It is interesting that the two murders Plainview perpetrates are both against men who falsely claim to be his brothers/brethren, thereby stirring up an anguish deeply imbedded in Plainview's psyche. These imposters remind him of what he has longed for and lost, perhaps never had: a past which held filial and familial attachments. The narcissistic rage with which he kills his second victim at first is comic, particularly the victim's behavior, as if in Mel Brooks' "High Anxiety," but we are left unsettled by Plainview's utter despair in this most desperate attempt to restore himself by annihilating the other. (Think E. Wolfe, Chapter 6, "Narcissistic Rage," p. 79, in the text, The Psychology of the Self: ..."when the self feels absolutely helpless, vexed, and mortified, that is, paralyzed while agitated to the extreme and in deathly danger of losing its integrity...the offending selfobject...must be made to disappear, violently if necessary, even if the whole world will go up in flames." )

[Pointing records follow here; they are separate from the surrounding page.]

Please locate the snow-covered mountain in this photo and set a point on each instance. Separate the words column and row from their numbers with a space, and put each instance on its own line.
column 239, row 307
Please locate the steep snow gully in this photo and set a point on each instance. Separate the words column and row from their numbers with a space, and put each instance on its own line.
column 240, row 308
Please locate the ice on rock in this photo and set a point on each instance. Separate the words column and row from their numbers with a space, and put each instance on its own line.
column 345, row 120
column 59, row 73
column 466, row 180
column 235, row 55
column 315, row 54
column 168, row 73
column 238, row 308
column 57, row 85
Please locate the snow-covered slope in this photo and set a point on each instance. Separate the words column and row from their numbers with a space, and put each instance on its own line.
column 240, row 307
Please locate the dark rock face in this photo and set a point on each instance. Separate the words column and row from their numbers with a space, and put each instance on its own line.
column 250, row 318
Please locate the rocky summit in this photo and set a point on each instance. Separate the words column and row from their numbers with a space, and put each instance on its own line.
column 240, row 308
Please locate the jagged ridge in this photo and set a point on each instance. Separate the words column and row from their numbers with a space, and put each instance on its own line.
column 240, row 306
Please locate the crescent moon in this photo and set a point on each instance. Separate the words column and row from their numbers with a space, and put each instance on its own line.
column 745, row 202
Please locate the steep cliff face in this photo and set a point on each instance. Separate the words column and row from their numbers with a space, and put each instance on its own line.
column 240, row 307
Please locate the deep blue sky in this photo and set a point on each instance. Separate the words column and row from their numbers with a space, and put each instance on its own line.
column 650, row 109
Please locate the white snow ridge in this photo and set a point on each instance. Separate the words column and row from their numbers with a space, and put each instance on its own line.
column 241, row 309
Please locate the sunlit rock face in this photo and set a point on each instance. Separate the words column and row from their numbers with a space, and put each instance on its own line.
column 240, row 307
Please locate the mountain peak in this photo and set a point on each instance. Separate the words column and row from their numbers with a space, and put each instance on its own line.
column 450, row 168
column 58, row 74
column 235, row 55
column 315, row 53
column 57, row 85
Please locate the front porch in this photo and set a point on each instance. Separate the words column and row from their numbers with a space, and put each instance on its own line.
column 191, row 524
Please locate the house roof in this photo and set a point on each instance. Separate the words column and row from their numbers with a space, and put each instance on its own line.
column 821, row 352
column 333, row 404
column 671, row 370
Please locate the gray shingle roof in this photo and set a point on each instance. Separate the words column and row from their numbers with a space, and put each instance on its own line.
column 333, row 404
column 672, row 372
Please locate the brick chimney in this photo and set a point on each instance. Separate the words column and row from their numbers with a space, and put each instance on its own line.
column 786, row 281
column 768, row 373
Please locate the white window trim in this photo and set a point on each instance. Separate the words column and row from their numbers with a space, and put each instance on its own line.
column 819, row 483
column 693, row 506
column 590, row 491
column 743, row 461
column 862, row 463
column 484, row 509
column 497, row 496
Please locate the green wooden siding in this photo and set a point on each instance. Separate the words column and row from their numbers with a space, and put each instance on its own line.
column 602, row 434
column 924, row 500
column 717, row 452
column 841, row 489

At the start of the movie (with its soundtrack, a nod to "2001, A Space Odyssey"), as I watched Plainview fall down a mining shaft, break his leg, pull himself out and go about his business as usual, I was reminded of Anton Chigurh ("No Country for Old Men") who binds his broken arm, bone protruding and bloody, in a sling made from a boy's shirt, picks himself up and walks down the sidewalk, business as usual. I wondered, was Plainview going to turn out to be a ruthless automaton like Chigurh? He would not. Psychoanalytic training allows for a fuller picture of a man (and I say "man" because women are all but absent in this film), his greed and his goodness, his loss and his longing. I applaud Peter Travers (Rolling Stone) for having the courage to write we "see ourselves in Plainview." (Ironically, this double entendre is seldom true, for most of us do not see ourselves in plain view).